Matt Insley is the managing editor of The Daily Resource Hunter and now the co-editor of Real Wealth Trader and Outstanding Investments. Matt is the Agora Financial in-house specialist on commodities and natural resources. He holds a degree from the University of Maryland with a double major in Business and Environmental Economics. Although always familiar with the financial markets, his main area of expertise stems from his background in the Agricultural and Natural Resources (AGNR) department. Over the past years he's stayed well ahead of the curve with forward thinking ideas in both resource stocks and hard commodities. Insley's commentary has been featured by MarketWatch.

  • Petros Telos

    You’ll be a buyer at $1575. Good luck finding any in local coin and bullion store. Our local store is out of 1 oz. gold and silver. They say that they will have delivery on 15 January. The market price is too low. Otherwise, they’d have no trouble with the providing the product. But none of the local holders of gold and silver coins and bars are bringing in their product at this price. And why should they?

  • Michael Parish

    Gold has failed every rally attempt since its high in 2011. Why would anyone think it’s a bargain at a point it has already attempted to rally from three times and failed? Gold has attempted to break above 1750 those same three times and failed. Gold might, and I say might be a bargain at 1300.00. When you consider all the positive news for gold, from Germany repatriating its gold, and Western countries continuing to print paper and the stories of China, India and other countries buying massive amounts of gold the price should be through the roof, but it’s not. Time to rethink just how good physical gold is as an investment. I would also suggest you try selling an ounce of gold and see how much you can get for it. I’m not speaking of coins, but rather gold mini ingots or other forms. Coins have their own value unlike lump gold. What you’ll discover is that the spread between the quoted price of what you pay for gold is considerably less than you can sell it for as I painfully found out. If you want to invest in something that you can exchange try guns and popular ammo.

  • ewalker

    I think a lot of people have been disappointed with the gold and silver trade recently due to the fact that a lot of these guys who buy in do so because some “guru” talks up the metals with one outrageous forecast after another. Many gold-bulls don’t take into account rational factors that can play into downside movements for bullion, such as profit-taking, tax incentives, etc.

  • g lammert

    Of all of the 1 quadrillion dollar equivalent Asset-Debt Macroeconomic System’s assets’ valuations, gold’s quantitative fractal evolution denominated in dollars is the System’s most elegant. The evolution from Feb-March 2001 is 27/67/50 months ::x/2.5x/nearly 2x with the third 50 month fractal composed of 10/24/18 months with a peak at 16 months.
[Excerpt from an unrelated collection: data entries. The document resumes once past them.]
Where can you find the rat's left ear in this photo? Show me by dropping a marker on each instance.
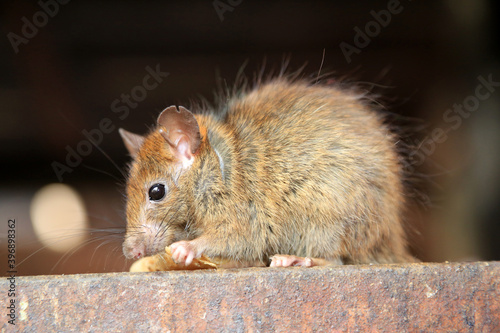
(181, 131)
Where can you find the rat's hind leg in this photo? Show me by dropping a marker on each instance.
(284, 260)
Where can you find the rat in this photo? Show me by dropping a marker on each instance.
(286, 173)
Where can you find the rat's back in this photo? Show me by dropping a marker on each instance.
(324, 167)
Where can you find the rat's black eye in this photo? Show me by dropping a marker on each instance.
(157, 192)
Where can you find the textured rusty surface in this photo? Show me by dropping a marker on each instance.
(429, 297)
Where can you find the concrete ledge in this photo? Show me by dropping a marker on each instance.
(398, 298)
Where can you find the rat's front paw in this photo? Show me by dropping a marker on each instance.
(184, 252)
(282, 260)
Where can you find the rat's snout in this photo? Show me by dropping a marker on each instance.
(142, 242)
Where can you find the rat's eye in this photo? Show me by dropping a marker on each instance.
(157, 192)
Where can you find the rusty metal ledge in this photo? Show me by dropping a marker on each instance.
(429, 297)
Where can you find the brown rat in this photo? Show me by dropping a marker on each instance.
(292, 172)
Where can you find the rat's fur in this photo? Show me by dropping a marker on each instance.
(308, 170)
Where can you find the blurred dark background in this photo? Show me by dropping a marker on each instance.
(63, 66)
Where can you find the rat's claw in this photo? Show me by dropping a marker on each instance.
(281, 260)
(184, 252)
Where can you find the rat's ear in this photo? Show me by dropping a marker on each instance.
(133, 142)
(181, 131)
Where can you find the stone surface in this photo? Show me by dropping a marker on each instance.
(415, 297)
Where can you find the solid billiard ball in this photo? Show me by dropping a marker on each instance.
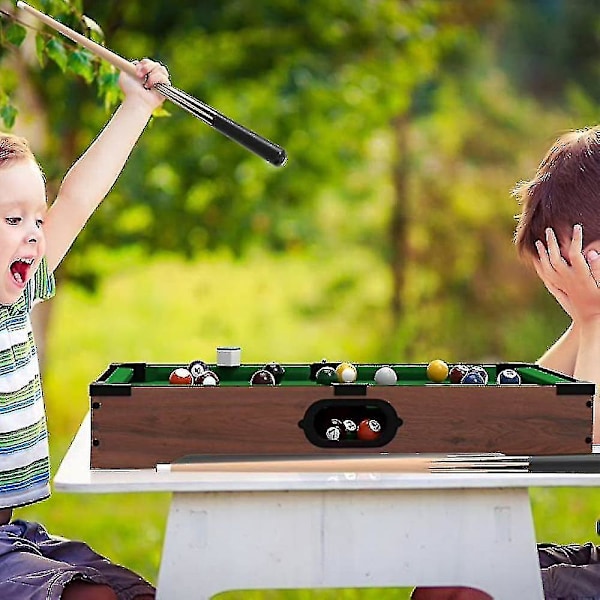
(326, 376)
(262, 377)
(277, 370)
(180, 376)
(483, 372)
(207, 378)
(457, 372)
(385, 376)
(508, 377)
(346, 372)
(197, 367)
(473, 378)
(333, 433)
(368, 430)
(437, 371)
(350, 428)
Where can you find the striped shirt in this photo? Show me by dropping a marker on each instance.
(24, 457)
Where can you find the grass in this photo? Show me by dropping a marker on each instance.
(167, 311)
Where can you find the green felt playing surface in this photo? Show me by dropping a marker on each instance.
(304, 374)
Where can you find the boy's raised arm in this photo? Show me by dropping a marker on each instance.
(90, 179)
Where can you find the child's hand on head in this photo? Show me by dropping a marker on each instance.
(593, 259)
(149, 73)
(572, 281)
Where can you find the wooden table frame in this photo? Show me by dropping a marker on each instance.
(228, 531)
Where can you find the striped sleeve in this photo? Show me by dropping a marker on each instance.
(41, 287)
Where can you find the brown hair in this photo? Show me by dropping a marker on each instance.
(564, 191)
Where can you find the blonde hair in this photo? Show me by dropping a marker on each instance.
(14, 148)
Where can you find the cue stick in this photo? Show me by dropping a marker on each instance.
(250, 140)
(388, 463)
(382, 463)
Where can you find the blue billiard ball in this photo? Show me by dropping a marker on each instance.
(508, 377)
(473, 378)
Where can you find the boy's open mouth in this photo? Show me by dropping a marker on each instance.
(19, 269)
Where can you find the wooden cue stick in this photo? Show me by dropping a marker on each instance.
(376, 464)
(101, 51)
(238, 133)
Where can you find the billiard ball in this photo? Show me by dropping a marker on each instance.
(333, 433)
(457, 372)
(262, 377)
(368, 430)
(207, 378)
(350, 428)
(437, 371)
(326, 376)
(473, 378)
(385, 376)
(277, 370)
(197, 367)
(180, 376)
(346, 372)
(508, 377)
(483, 372)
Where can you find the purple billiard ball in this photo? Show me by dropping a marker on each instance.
(277, 370)
(481, 371)
(197, 367)
(508, 377)
(262, 377)
(473, 378)
(457, 372)
(207, 378)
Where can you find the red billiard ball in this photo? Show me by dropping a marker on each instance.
(262, 377)
(180, 376)
(368, 430)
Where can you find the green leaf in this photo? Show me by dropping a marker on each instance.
(40, 49)
(57, 52)
(81, 63)
(96, 32)
(15, 34)
(8, 113)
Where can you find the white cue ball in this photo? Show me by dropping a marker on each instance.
(348, 375)
(385, 376)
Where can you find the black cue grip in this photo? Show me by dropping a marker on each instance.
(264, 148)
(576, 463)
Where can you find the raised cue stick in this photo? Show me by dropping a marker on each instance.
(250, 140)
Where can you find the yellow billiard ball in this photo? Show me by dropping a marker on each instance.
(437, 370)
(346, 372)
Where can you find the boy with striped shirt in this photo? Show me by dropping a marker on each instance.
(34, 238)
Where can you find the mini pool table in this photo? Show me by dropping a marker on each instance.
(140, 420)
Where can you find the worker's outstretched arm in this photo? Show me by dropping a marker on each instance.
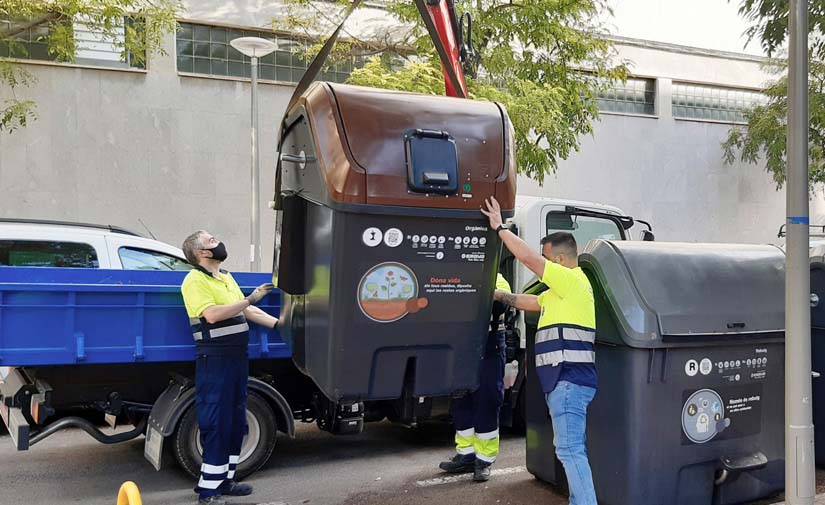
(529, 303)
(258, 316)
(520, 249)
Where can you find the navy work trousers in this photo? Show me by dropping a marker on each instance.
(220, 401)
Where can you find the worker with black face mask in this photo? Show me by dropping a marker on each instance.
(218, 315)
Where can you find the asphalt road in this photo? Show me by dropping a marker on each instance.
(386, 464)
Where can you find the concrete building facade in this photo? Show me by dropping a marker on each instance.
(168, 146)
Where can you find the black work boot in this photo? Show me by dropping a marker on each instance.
(481, 473)
(461, 463)
(232, 488)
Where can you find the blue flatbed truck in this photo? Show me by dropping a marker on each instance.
(117, 344)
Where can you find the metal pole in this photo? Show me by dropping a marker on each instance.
(255, 246)
(800, 480)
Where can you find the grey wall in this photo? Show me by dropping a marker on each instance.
(114, 146)
(671, 173)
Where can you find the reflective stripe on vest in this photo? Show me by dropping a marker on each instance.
(553, 358)
(564, 344)
(574, 334)
(204, 331)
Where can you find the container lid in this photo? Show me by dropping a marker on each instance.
(670, 292)
(360, 138)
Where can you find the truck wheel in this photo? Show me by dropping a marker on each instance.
(257, 445)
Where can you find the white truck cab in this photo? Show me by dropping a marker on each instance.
(37, 243)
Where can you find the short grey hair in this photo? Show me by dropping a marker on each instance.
(193, 243)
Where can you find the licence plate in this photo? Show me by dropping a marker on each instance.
(153, 447)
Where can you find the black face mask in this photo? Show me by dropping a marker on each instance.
(219, 252)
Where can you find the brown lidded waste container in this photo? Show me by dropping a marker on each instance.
(387, 267)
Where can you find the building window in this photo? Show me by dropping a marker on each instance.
(204, 49)
(634, 96)
(36, 253)
(715, 103)
(28, 39)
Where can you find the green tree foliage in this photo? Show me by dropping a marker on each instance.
(765, 134)
(136, 27)
(544, 60)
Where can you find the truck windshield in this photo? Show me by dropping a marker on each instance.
(584, 228)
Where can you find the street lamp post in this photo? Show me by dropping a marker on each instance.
(800, 479)
(254, 48)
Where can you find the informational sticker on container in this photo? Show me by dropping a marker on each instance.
(721, 413)
(442, 285)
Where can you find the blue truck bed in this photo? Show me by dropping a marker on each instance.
(67, 316)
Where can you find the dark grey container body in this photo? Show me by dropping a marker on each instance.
(647, 437)
(373, 321)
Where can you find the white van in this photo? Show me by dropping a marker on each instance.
(37, 243)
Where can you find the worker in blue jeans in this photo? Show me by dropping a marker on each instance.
(565, 350)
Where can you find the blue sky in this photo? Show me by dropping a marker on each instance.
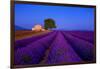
(66, 18)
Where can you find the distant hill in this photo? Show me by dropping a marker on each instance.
(20, 28)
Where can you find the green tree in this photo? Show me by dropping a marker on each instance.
(49, 24)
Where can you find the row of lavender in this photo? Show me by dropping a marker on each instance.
(55, 48)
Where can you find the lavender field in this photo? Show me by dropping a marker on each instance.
(56, 47)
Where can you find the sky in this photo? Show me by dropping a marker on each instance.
(65, 17)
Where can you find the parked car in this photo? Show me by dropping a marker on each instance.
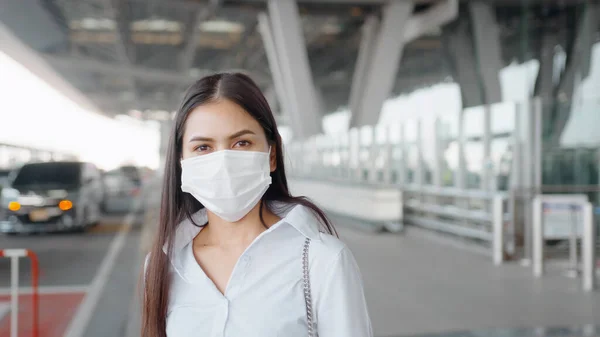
(52, 196)
(121, 190)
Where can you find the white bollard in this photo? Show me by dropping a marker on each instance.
(498, 230)
(538, 238)
(588, 247)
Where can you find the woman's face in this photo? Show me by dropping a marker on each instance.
(223, 125)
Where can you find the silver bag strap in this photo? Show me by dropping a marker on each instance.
(307, 291)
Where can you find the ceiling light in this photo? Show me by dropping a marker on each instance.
(93, 24)
(221, 26)
(156, 25)
(331, 29)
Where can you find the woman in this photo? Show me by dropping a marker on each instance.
(235, 253)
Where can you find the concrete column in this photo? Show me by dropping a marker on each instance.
(459, 48)
(486, 39)
(266, 33)
(461, 172)
(365, 53)
(577, 69)
(296, 73)
(385, 62)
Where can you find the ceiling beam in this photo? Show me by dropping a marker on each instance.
(193, 33)
(141, 73)
(122, 40)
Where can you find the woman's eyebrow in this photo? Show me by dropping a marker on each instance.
(200, 139)
(233, 136)
(241, 133)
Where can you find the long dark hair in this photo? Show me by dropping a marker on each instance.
(176, 205)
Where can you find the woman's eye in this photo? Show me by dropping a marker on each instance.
(242, 143)
(201, 148)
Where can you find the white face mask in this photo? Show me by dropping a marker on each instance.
(228, 183)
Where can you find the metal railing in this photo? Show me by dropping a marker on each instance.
(14, 255)
(477, 215)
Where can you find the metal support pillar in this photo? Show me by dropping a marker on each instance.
(165, 133)
(385, 61)
(487, 48)
(296, 72)
(488, 169)
(461, 171)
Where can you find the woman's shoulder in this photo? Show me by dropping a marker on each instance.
(327, 249)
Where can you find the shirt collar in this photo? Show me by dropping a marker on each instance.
(302, 218)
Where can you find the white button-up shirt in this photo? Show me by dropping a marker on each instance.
(265, 296)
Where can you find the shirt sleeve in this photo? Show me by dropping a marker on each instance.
(343, 309)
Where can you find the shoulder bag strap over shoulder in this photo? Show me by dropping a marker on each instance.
(307, 291)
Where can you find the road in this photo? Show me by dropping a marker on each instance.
(87, 280)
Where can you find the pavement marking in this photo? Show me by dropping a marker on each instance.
(4, 309)
(82, 317)
(48, 290)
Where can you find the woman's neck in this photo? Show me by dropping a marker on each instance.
(219, 232)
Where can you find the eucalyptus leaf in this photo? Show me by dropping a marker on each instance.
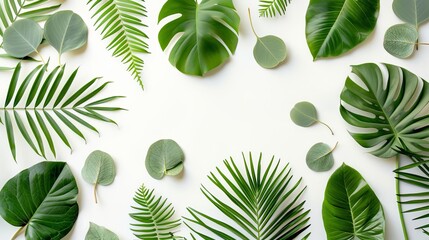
(96, 232)
(414, 12)
(400, 40)
(319, 158)
(22, 38)
(42, 200)
(66, 31)
(164, 157)
(99, 169)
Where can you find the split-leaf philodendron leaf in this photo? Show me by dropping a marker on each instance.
(210, 33)
(388, 118)
(351, 210)
(334, 27)
(42, 199)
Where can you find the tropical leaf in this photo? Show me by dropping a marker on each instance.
(209, 33)
(120, 21)
(256, 204)
(334, 27)
(271, 8)
(39, 104)
(389, 115)
(153, 216)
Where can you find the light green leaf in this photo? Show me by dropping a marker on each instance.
(164, 157)
(99, 169)
(334, 27)
(66, 31)
(22, 38)
(414, 12)
(400, 40)
(96, 232)
(319, 158)
(351, 210)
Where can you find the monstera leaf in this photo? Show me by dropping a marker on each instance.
(209, 33)
(390, 117)
(42, 200)
(334, 27)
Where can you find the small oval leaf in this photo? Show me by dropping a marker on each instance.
(319, 158)
(66, 31)
(22, 38)
(270, 51)
(164, 157)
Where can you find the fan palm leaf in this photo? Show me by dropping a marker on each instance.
(257, 204)
(120, 20)
(153, 217)
(40, 104)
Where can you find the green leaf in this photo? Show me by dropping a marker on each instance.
(319, 158)
(209, 33)
(22, 38)
(255, 203)
(164, 157)
(66, 31)
(414, 12)
(43, 199)
(351, 209)
(99, 169)
(386, 118)
(153, 216)
(96, 232)
(334, 27)
(400, 40)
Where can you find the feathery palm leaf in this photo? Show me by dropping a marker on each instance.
(262, 204)
(47, 101)
(120, 20)
(270, 8)
(154, 216)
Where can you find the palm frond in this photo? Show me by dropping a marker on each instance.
(120, 20)
(257, 204)
(270, 8)
(40, 104)
(153, 216)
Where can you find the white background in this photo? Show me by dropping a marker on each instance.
(239, 107)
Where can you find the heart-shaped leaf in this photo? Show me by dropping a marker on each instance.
(42, 199)
(66, 31)
(414, 12)
(99, 169)
(400, 40)
(209, 33)
(351, 210)
(334, 27)
(319, 158)
(96, 232)
(164, 157)
(22, 38)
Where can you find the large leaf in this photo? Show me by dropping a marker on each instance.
(153, 216)
(120, 21)
(388, 115)
(210, 33)
(255, 204)
(351, 210)
(334, 27)
(41, 199)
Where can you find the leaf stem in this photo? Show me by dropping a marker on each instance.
(398, 199)
(251, 23)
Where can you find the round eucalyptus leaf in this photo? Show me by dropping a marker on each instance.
(304, 114)
(164, 157)
(269, 51)
(319, 158)
(66, 31)
(400, 40)
(22, 38)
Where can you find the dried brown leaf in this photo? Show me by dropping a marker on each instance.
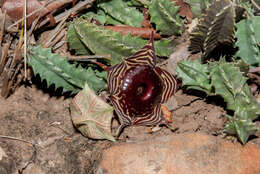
(91, 115)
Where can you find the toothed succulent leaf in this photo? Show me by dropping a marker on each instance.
(119, 10)
(224, 79)
(164, 13)
(194, 75)
(215, 28)
(102, 17)
(102, 41)
(58, 71)
(248, 36)
(75, 43)
(91, 115)
(229, 83)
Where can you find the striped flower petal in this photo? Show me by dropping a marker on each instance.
(137, 88)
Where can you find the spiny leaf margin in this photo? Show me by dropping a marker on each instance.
(216, 27)
(164, 13)
(102, 41)
(58, 71)
(224, 79)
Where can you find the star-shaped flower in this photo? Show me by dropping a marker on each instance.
(137, 88)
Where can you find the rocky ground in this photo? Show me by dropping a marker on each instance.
(37, 136)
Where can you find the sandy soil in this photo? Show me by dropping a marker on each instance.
(56, 147)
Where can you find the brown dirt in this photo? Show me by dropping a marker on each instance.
(32, 115)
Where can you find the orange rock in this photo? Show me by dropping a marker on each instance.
(181, 154)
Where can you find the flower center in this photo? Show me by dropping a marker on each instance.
(141, 90)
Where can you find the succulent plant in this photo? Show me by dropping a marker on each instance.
(137, 88)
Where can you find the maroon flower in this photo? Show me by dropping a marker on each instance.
(137, 88)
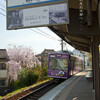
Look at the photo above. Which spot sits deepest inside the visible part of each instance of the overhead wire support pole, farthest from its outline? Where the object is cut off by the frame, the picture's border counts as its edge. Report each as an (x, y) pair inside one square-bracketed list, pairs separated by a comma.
[(89, 12)]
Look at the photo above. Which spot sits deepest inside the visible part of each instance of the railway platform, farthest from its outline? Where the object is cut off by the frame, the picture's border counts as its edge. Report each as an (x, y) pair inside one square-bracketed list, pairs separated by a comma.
[(74, 88)]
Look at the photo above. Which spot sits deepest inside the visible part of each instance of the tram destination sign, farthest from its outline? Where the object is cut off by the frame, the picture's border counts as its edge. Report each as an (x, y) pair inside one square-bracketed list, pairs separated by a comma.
[(35, 16)]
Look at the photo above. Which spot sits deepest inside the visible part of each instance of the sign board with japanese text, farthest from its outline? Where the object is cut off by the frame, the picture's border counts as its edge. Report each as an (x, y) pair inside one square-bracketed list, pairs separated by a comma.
[(35, 16)]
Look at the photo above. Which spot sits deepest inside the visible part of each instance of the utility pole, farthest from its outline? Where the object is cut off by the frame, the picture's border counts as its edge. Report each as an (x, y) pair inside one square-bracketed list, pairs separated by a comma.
[(61, 45)]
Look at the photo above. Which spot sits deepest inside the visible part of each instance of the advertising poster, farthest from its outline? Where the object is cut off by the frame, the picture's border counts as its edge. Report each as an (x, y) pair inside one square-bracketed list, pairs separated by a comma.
[(39, 16), (20, 3)]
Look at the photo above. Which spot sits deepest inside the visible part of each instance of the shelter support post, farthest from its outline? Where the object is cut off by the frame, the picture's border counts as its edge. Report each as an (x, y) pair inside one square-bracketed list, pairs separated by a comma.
[(96, 67)]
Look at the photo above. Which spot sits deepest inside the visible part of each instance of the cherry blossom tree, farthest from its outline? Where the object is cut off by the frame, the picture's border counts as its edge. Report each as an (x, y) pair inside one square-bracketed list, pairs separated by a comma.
[(24, 56)]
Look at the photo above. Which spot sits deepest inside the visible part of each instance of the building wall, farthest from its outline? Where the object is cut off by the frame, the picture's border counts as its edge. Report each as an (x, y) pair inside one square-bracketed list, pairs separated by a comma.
[(3, 75)]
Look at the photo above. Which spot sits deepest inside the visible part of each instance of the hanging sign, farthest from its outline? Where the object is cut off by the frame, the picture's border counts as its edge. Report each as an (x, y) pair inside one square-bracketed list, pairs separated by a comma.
[(36, 16)]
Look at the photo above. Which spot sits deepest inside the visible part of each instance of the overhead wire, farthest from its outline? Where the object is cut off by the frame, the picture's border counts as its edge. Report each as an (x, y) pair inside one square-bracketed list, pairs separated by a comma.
[(2, 6), (46, 34), (3, 9), (3, 14), (42, 34)]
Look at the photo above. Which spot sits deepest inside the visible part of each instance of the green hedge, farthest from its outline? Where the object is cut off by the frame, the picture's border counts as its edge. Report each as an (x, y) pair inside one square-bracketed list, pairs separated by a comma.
[(26, 77)]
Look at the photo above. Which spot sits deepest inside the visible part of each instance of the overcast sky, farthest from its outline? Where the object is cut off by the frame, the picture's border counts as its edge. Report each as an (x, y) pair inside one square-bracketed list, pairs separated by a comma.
[(34, 38)]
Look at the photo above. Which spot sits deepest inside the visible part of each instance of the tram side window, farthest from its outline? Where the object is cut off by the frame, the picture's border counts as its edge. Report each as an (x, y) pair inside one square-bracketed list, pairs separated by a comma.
[(2, 66), (52, 63)]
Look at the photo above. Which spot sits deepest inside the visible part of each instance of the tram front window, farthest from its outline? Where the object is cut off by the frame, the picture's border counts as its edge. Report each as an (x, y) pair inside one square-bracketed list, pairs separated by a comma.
[(58, 64)]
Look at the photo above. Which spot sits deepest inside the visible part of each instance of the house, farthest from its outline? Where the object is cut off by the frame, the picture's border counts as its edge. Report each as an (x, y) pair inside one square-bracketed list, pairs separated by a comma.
[(3, 69)]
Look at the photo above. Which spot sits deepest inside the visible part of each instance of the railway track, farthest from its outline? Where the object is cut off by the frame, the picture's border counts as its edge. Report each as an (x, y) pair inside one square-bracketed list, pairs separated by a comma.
[(37, 93)]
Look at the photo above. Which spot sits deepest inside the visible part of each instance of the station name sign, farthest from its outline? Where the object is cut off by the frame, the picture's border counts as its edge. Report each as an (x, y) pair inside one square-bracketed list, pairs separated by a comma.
[(35, 13)]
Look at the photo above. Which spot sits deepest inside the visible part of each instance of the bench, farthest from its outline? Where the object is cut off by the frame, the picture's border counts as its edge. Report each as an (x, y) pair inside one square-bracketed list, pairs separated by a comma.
[(89, 76)]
    The last 18 month fractal is composed of 14/34/33 week fractal with the third fractal peak at 28 weeks.

    A historically great Asset-Debt (bad debt) Macroeconomic system crash is at hand which has everything to do with the System’s natural timing of synchronous bad debt liquidation/default and is true true and unrelated to the US congressionally contrived fiscal cliff.

    Gold’s valuation denominated in dollars will do (nonlinearly) badly during bad debt liquidation, which currently represents assets supporting gold valuation.

    The hegemonic US dollar and US sovereign debt Future’s are the Asset Debt system’s countervailing growth asset. US debt can and will be repaid.